Background: Sickle cell disease (SCD) is the most common genetic disorder in the United States, affecting 100,000-120,000 Americans. SCD Complications include pain episodes, chronic anemia and long-term end organ damage. These complications result in significant declines in health-related quality of life (HRQOL) and other patient-reported outcomes (PROs) across the lifespan. However, PROs are not routinely monitored in the clinical setting or at home in SCD, and the ideal frequency of HRQOL assessment remains unclear. Additionally, prior studies suggested that frequent PRO assessments result in patient survey fatigue.

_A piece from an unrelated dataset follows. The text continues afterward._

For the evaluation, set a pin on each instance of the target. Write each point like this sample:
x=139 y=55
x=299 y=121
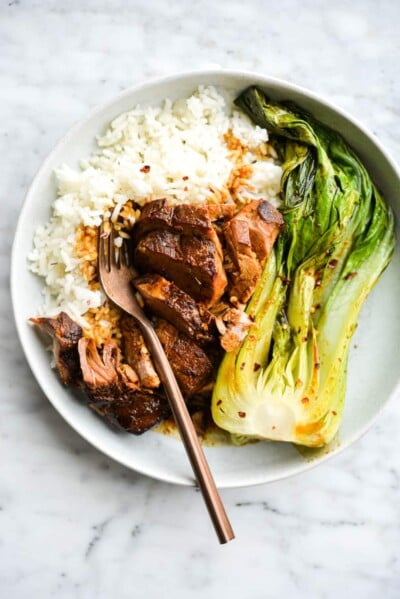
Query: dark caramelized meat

Patient Reported Outcomes Measurement Information System (PROMIS®) is an NIH-endorsed, novel, reliable platform for the assessment of PROs, including physical, mental, and social aspects of HRQOL. PROMIS® also utilizes a unique approach for patient- or parent proxy-report using Computerized Adaptive Testing (CAT) with a comprehensive, item-response theory optimized item bank.
Specific Aims: (1) To evaluate the feasibility and acceptability of the assessment of patients HRQOL at home using smartphones with PROMIS®-CAT measures integrated into a SCD-app; (2) To examine the effect of the frequency of HRQOL assessments on participants' completion rate over 24-week period with HRQOL evaluated every 2 weeks (Group 1) vs. every 4 weeks (Group 2); and (3) To explore participants' experience and preferences with the process and the frequency of HRQOL assessment at home using their smartphones with PROMIS®-CAT measures integrated into a SCD-app as a user-centered approach.

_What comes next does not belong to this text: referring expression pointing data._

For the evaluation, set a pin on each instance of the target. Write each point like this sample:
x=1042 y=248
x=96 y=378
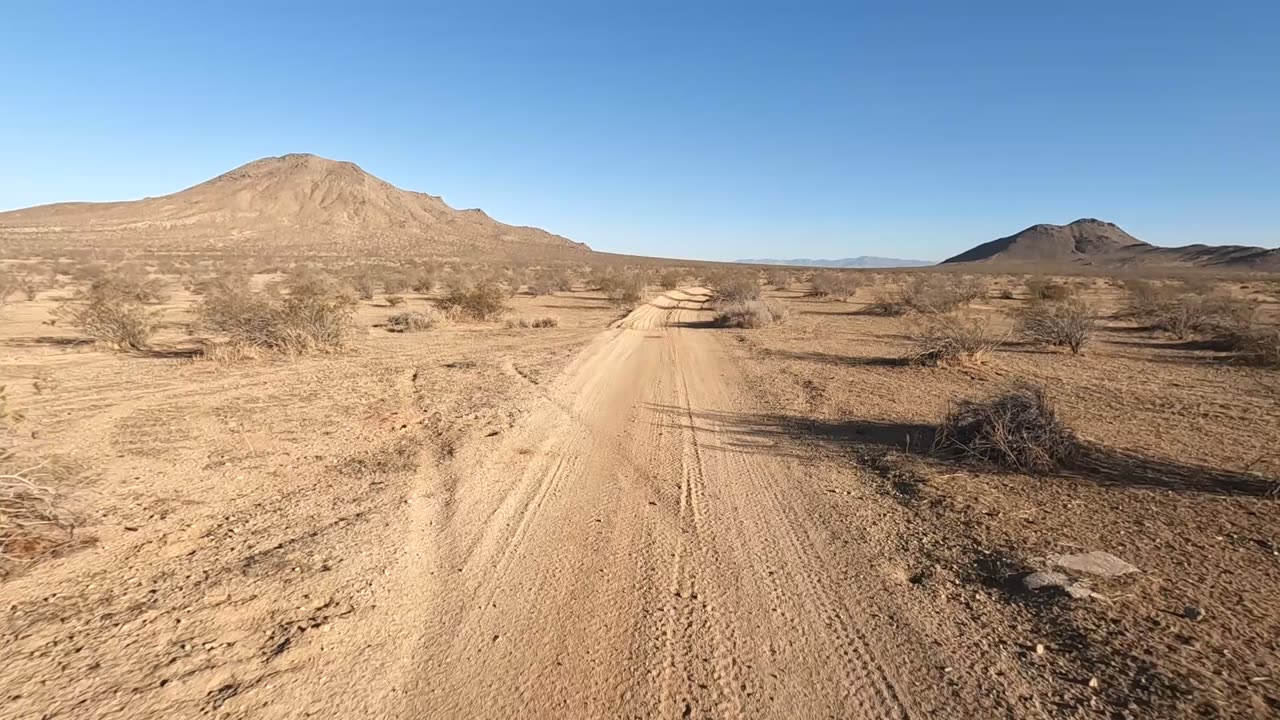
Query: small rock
x=1045 y=579
x=1097 y=563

Hypotheses: The assessment of patients' HRQOL at home using a SCD smartphone application (app) platform is feasible and acceptable, and that less frequent assessments of HRQOL at home will have an overall higher completion rate when compared to more frequent ones.
Methods: In this pilot randomized trial, patients and their parents were enrolled from comprehensive sickle cell clinic at Lurie Children's Hospital of Chicago. Patients were eligible if they were 12 years or older and had a SCD diagnosis. Loaner smartphones were provided to eligible participants who did not have access to a smartphone. Participants were randomly assigned to either Group A (every 2 weeks) or Group B (every 4 weeks) HRQOL assessment using PROMIS®-CAT measures using our SCD-app. PROMIS®-CAT measures included fatigue, pain intensity, depression, anxiety and peer relationships. At enrollment, participants had SCD-app downloaded and set-up on their smartphones and completed demographics and technology comfort questionnaire. At the end of the study, participants completed a semi-structured interview with an app usability evaluation as well as acceptability and satisfaction questionnaires.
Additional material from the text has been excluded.